1. My own inadequate preparation and capacity in the initial stages of my ordained ministry.

2. The ubiquitous awful Catholic preaching (which is often neither catechetical nor spiritual and at times completely perplexing or bereft of any sense at all). Take for example the consistently very poor and uninspiring preaching of the EWTN religious (without intending any personal offense to any of them or to their Order or to that incredible evangelical television and radio international network; they may be very holy, for all I know, but their preaching is far from stellar and therefore quite unfitting for such widespread transmission).

3. The centuries old Catholic tradition distinguishing between a Mass priest, a Confessor and a Preacher. Until the liturgical reform in the last century many priests did not preach at Mass. Preaching was done only on Sundays and Feast Days, often even outside of Mass (hence, when occurring in the context of the Mass, the sign of the cross before and after the Sermon and leaving the sanctuary, the maniple left on the Missal at the altar), and then typically by the Pastor of the Parish or by another designated preacher.

I should like to make the case that preaching is a priestly specialization and not just a right or capacity that comes automatically from ordination where they just throw you in however you do it, even if poorly. It seems to me that this is an area where we could heavily use those who are good at it and should forbid those who are not. We should be much more selective, and everyone would benefit. In this case less is more! In his recent Apostolic Exhortation Evangelii Gaudium Pope Francis rightly lamented the sorry state of Catholic preaching and did even exhort all priests to greater brevity, focus, and clarity. Perhaps what we need is less priests experimenting with it and reserving it to the most expert! The model that the celebrant automatically has to have something to say is at least presumptuous, an abuse and harmful to the liturgy.

I would say that as a general guideline every priest should teach basic Catechism--viz. the Penny Catechism or the Baltimore Catechism--for at least ten years before even being considered fit to enter a pulpit.
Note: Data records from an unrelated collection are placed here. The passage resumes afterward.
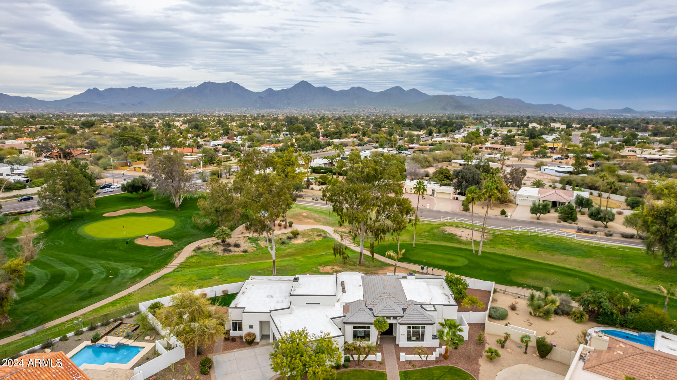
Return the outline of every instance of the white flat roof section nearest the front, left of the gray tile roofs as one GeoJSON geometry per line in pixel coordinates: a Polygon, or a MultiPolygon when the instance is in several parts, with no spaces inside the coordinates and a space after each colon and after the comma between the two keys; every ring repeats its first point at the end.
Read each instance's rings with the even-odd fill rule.
{"type": "Polygon", "coordinates": [[[306,329],[310,334],[343,335],[331,318],[343,315],[343,306],[291,306],[289,314],[272,316],[280,334],[306,329]]]}

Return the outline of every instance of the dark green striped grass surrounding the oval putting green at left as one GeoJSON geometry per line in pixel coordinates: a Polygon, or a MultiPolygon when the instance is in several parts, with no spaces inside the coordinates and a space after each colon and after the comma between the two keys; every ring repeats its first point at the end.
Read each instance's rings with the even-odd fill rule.
{"type": "MultiPolygon", "coordinates": [[[[9,310],[12,322],[0,327],[0,337],[94,304],[167,265],[185,245],[212,235],[215,227],[198,229],[192,222],[196,212],[197,199],[185,199],[181,210],[175,211],[167,198],[153,200],[152,195],[147,195],[140,199],[138,195],[121,194],[97,198],[95,208],[74,212],[72,220],[47,220],[49,229],[38,235],[44,243],[43,250],[26,266],[25,284],[16,289],[18,299],[9,310]],[[106,212],[140,206],[154,208],[157,211],[153,216],[174,223],[155,234],[170,239],[172,245],[148,247],[133,241],[125,244],[127,237],[101,239],[78,232],[92,222],[114,219],[103,216],[106,212]]],[[[15,254],[14,245],[16,239],[3,241],[8,256],[15,254]]]]}

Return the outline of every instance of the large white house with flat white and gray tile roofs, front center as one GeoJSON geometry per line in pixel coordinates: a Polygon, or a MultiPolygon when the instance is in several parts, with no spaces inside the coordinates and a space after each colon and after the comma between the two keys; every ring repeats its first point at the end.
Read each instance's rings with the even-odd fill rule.
{"type": "Polygon", "coordinates": [[[409,275],[252,276],[228,308],[230,335],[248,331],[275,341],[285,333],[307,329],[329,333],[339,343],[376,341],[373,322],[384,316],[390,323],[381,335],[394,335],[399,346],[439,347],[437,323],[466,320],[458,315],[454,295],[443,277],[409,275]]]}

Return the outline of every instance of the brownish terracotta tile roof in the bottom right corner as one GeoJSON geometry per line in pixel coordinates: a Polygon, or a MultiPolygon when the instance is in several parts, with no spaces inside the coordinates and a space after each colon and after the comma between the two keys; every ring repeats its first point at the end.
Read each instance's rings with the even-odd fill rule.
{"type": "Polygon", "coordinates": [[[677,356],[609,336],[609,348],[590,352],[583,369],[615,380],[677,380],[677,356]]]}

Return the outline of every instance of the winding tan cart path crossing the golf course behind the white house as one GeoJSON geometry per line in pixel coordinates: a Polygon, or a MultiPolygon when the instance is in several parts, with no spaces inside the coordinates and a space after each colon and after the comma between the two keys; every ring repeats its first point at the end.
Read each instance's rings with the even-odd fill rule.
{"type": "MultiPolygon", "coordinates": [[[[233,231],[233,237],[249,237],[249,236],[256,235],[255,233],[238,233],[238,234],[236,234],[236,232],[242,231],[242,228],[243,228],[243,226],[240,226],[237,229],[235,229],[233,231]]],[[[351,241],[349,241],[349,235],[337,233],[334,230],[333,227],[321,226],[321,225],[294,224],[293,228],[290,227],[288,229],[276,230],[275,233],[288,233],[289,231],[292,231],[292,229],[297,229],[297,230],[321,229],[321,230],[325,231],[328,235],[330,235],[332,238],[334,238],[336,241],[340,241],[341,243],[345,244],[346,247],[349,247],[352,250],[359,252],[359,245],[356,245],[355,243],[352,243],[351,241]]],[[[214,243],[217,240],[218,239],[215,239],[213,237],[208,237],[206,239],[194,241],[194,242],[186,245],[185,247],[183,247],[183,250],[181,250],[181,253],[179,253],[179,255],[176,256],[176,258],[174,258],[174,260],[172,260],[172,262],[167,264],[167,266],[158,270],[157,272],[154,272],[152,275],[150,275],[150,276],[146,277],[145,279],[139,281],[135,285],[132,285],[131,287],[128,287],[127,289],[125,289],[125,290],[123,290],[119,293],[111,295],[110,297],[105,298],[104,300],[96,302],[95,304],[91,304],[91,305],[87,306],[86,308],[82,308],[82,309],[77,310],[75,312],[72,312],[70,314],[66,314],[66,315],[62,316],[61,318],[51,320],[51,321],[45,323],[44,325],[41,325],[40,327],[42,329],[47,329],[47,327],[51,327],[53,325],[58,325],[59,323],[66,322],[66,320],[69,320],[71,318],[75,318],[76,316],[79,316],[81,314],[85,314],[86,312],[90,312],[91,310],[94,310],[95,308],[99,308],[100,306],[104,306],[105,304],[108,304],[108,302],[112,302],[114,300],[117,300],[118,298],[122,298],[125,295],[152,283],[156,279],[159,279],[160,277],[162,277],[162,276],[166,275],[167,273],[171,272],[172,270],[174,270],[174,268],[179,266],[186,258],[191,256],[194,253],[195,248],[198,247],[199,245],[206,244],[206,243],[214,243]]],[[[369,255],[369,252],[366,251],[365,254],[369,255]]],[[[381,260],[383,262],[386,262],[387,264],[395,265],[395,260],[391,260],[391,259],[389,259],[385,256],[374,254],[374,258],[376,258],[377,260],[381,260]]],[[[420,265],[411,264],[411,263],[408,263],[408,262],[398,262],[397,267],[398,268],[406,268],[408,270],[414,270],[414,271],[420,270],[420,265]]],[[[431,275],[434,274],[434,275],[443,276],[443,275],[446,275],[446,273],[447,273],[445,270],[441,270],[441,269],[438,269],[438,268],[429,268],[429,269],[431,270],[431,272],[430,272],[431,275]]],[[[510,292],[510,293],[519,294],[519,295],[527,295],[527,293],[531,291],[529,289],[523,289],[521,287],[512,287],[512,286],[498,285],[498,284],[496,284],[496,289],[498,289],[500,291],[507,291],[507,292],[510,292]]],[[[24,333],[25,332],[17,333],[17,334],[11,335],[9,337],[5,337],[3,339],[0,339],[0,346],[3,345],[3,344],[7,344],[9,342],[15,341],[16,339],[20,339],[22,337],[28,336],[28,335],[24,335],[24,333]]]]}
N.B. Recall that Pope Benedict's first sermon as Pope was after the Mass, (and, appropriately, in Latin). It was the first time I ever saw a priest say Mass and not preach during it but only after it (fully vested). Was not apparently uncommon before Vatican II. After having said the Extraordinary Form Mass I must say that preaching does disrupt the transcendental rhythm of the Liturgical movement and is therefore better left for the end instead of the exit and reentry of the old form. In the Ordinary Form of the Mass it does not disrupt the transcendental focus because that is already disturbed throughout (e.g. versus populo). This modern emphasis on the homily as essential to the Mass is part of the Protestantized over-emphasis on the horizontal element in the Mass to the detriment of the transcendental.

I would suggest that for starters every priest should abstain from preaching at least one ferial Mass per month, in reparation for all the bad preaching!  In the Novus Ordo it might be proper, to fill the resulting liturgical gap, to leave a prolonged [e.g. 5 minute] period of silence). In the Ritus Antiquor no preaching flows quite naturally.

This entire reflection comes to me after an academic year in Rome of saying (most often public) daily and Sunday Masses, without preaching. It is actually the particular law of the diocese of Rome that priests in residence in Rome are not allowed to preach or hear confessions unless they have the Celebret of the diocese of Rome (which I did obtain and so heard confession, but still never preached for the Fraternity Parish where I was helping did not envision a daily homily, and the Pastor or the Parochial Vicar preached on Sundays).